Operations in Fortran which are not bit-reproducible

Question

Operations in Fortran which are not bit-reproducible

marshallward opened this issue a year ago · 1 comments

Numerical computation in Fortran uses some form of floating point arithmetic. As a sparse subset of the real numbers, any numerical operation is prone to some kind of estimation. While not explicitly required to use the IEEE-754 model, it is by far the most widely used one.

Although Fortran specifies clear rules for many such operations, there are some areas of ambiguity. This can create challenges for programs which require predictable, bitwise reproducible results.

I have tried to document these areas of ambiguity, along with comments on how to retain some degree of reproducibility.

Order of operations

Expressions containing more than two terms without parentheses can be evaluated in any order.

Example: s = a + b + c has three valid forms of evaluation.
- t = a + b ; s = t + c
- t = b + c ; s = a + t
- t = a + c ; s = t + b
Parentheses can be used to remove this ambiguity by reducing expressions to nested binary operations. The following are unambiguous:
- s = (a + b) + c
- s = a + (b + c)
Note that there may be physical reasons for retaining a particular order of operations, particularly one which preserves a residual value that might otherwise be lost.
Fused multiply-add (FMA)

Expressions of the form a*b + c may be evaluated in either two steps mul(add(a,b),c) or a single step fma(a,b,c). The latter will tend to produce a result of higher accuracy.

If the hardware supports FMA arithmetic, then it is likely that a processor will maximize the number of FMAs in an expression. But there is no obligation to do so, which is another potential source of ambiguity.

Parentheses offer a means to exclude FMA operations, so that the expression becomes unambiguous. For example, (a*b) + c must compute a*b before adding c. However, AFAIK there is no unambiguous way to signal the processor to use an FMA with arithmetic operators.

The ieee_arithmetic module provides the ieee_fma() function, which should be unambiguous but also requires one to abandon mathematical syntax.

See #310 for more discussion.
Intrinsic transcendentals

Numerical functions such as exp(), cos(), bessel_j0(), &c. are implemented by the processor. The methods used to compute these functions will be ambiguous, and thus the values will also be ambiguous.

Some compilers will use implementations of these functions in a known library such as libm, but there is no obligation to do so.

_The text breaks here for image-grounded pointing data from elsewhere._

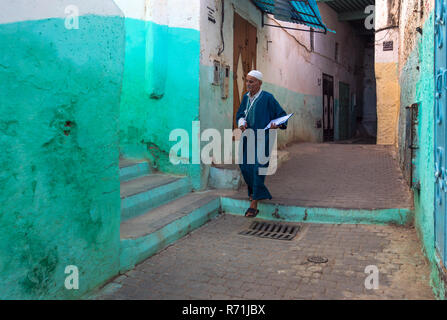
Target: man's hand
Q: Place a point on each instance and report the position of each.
(243, 127)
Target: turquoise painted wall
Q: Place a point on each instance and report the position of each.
(160, 92)
(418, 86)
(59, 111)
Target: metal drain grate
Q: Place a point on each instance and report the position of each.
(317, 259)
(272, 230)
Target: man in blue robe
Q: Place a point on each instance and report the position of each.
(257, 109)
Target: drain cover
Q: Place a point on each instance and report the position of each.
(272, 230)
(317, 259)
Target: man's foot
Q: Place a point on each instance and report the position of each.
(251, 213)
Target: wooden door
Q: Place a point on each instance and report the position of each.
(328, 108)
(244, 58)
(343, 114)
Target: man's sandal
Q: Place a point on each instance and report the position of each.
(251, 213)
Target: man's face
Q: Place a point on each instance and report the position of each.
(253, 84)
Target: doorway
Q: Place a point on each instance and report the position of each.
(328, 108)
(344, 111)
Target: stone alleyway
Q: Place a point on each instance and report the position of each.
(354, 176)
(216, 262)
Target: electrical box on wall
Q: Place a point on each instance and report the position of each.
(225, 81)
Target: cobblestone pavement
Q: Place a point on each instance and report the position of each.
(215, 262)
(339, 176)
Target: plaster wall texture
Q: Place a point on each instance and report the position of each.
(292, 72)
(369, 112)
(386, 69)
(418, 86)
(59, 111)
(161, 81)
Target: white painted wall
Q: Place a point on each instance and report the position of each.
(173, 13)
(25, 10)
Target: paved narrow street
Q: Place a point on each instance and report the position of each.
(215, 262)
(354, 176)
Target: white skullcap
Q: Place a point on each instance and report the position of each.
(255, 73)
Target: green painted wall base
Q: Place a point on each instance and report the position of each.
(320, 215)
(134, 251)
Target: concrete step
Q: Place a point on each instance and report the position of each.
(147, 234)
(130, 169)
(228, 176)
(150, 191)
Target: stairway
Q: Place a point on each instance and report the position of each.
(157, 209)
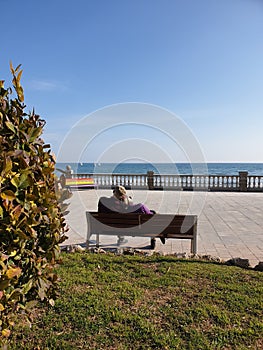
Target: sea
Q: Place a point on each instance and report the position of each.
(164, 168)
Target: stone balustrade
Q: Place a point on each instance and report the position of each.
(240, 183)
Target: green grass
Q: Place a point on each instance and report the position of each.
(132, 302)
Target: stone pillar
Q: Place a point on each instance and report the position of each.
(150, 180)
(243, 181)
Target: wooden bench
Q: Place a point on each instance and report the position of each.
(143, 225)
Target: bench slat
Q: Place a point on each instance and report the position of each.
(143, 225)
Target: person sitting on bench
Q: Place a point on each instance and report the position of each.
(120, 202)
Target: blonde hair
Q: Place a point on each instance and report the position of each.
(119, 192)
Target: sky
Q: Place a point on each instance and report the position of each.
(120, 80)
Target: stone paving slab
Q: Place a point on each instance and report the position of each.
(230, 224)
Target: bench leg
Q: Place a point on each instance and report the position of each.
(97, 240)
(194, 245)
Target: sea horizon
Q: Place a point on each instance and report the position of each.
(182, 168)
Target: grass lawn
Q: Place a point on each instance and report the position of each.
(133, 302)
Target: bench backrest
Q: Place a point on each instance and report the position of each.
(134, 223)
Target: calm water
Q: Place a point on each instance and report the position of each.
(165, 168)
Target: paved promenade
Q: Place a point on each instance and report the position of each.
(229, 224)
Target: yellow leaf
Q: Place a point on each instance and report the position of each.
(13, 272)
(8, 195)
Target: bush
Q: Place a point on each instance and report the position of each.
(31, 209)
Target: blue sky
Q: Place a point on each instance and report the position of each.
(200, 59)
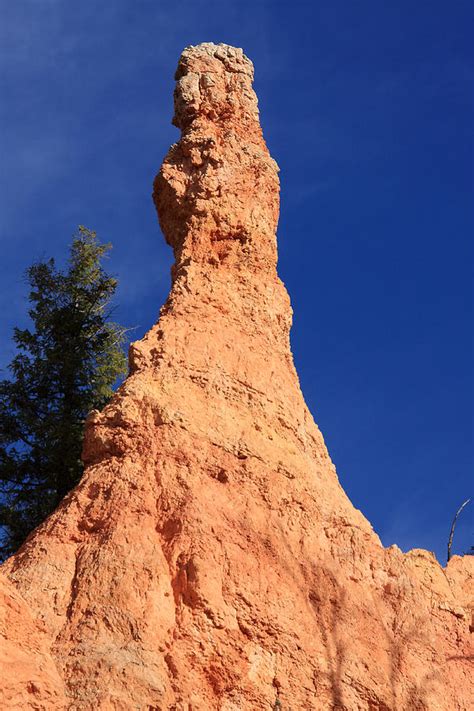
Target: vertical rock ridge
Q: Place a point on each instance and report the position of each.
(209, 558)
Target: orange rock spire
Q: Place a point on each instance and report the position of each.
(209, 559)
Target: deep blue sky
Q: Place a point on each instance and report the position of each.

To the best of my knowledge, there is no way to produce bit-reproducible results from these functions. In certain cases, it may be possible to approximate the functions.

(Note: One exception is sqrt(), which AFAIK is required to be exact and correctly rounded. ieee_arithmetic's ieee_support_sqrt can verify if this is correct.)
Exponent operator a**b

The most general form exp(b*log(a)) uses transcendentals and is therefore ambiguous.

However, there are cases which can be evaluated without ambiguity.
- If b is an integer of 2 or 3, then result is independent of order. Higher integers are sensitive to the order of operations.
  
  For higher powers, it may be possible to construct it from unambiguous operations, e.g. a**6 as (a**2)**3
- If a is equal to 2 (or more formally the base of the floating point model) and b is an integer, then exponentiation is reduced to integer addition of the exponent, which is unambiguous.
- If b equals 0.5 (under base 2) then the expression can be reduced to sqrt(a) and the result ought to be exact (under IEEE-754 rules).
Intrinsic operations

Functions with an ambiguous order of operation will produce ambiguous results. For example:
- sum(a)
- prod(a)
- matmul(a,b)
To avoid ambiguity, these must be implemented explicitly. Any potential optimizations in these functions may be lost.
Floating point rounding

Operations which produce results outside of the floating point set will require some kind of rounding operation. IEEE-754 provides several methods. If unspecified or not checked, then the results could change.

The ieee_arithmetic module provides methods to control this, although I personally have no experience with them.

This was submitted in response to the discussion in #310.

Note that this is not necessarily an "issue"; this should be taken as a reference of possible bit reproducibility issues which one may be encounter. An ambiguous expression provides an opportunity for a compiler to optimize the result, such as for a particular platform.

I can edit this top-level comment to include any other examples of interest.

Answer 1 · 2023-09-23T04:01:38.000Z

@marshallward awesome, thanks for writing this up!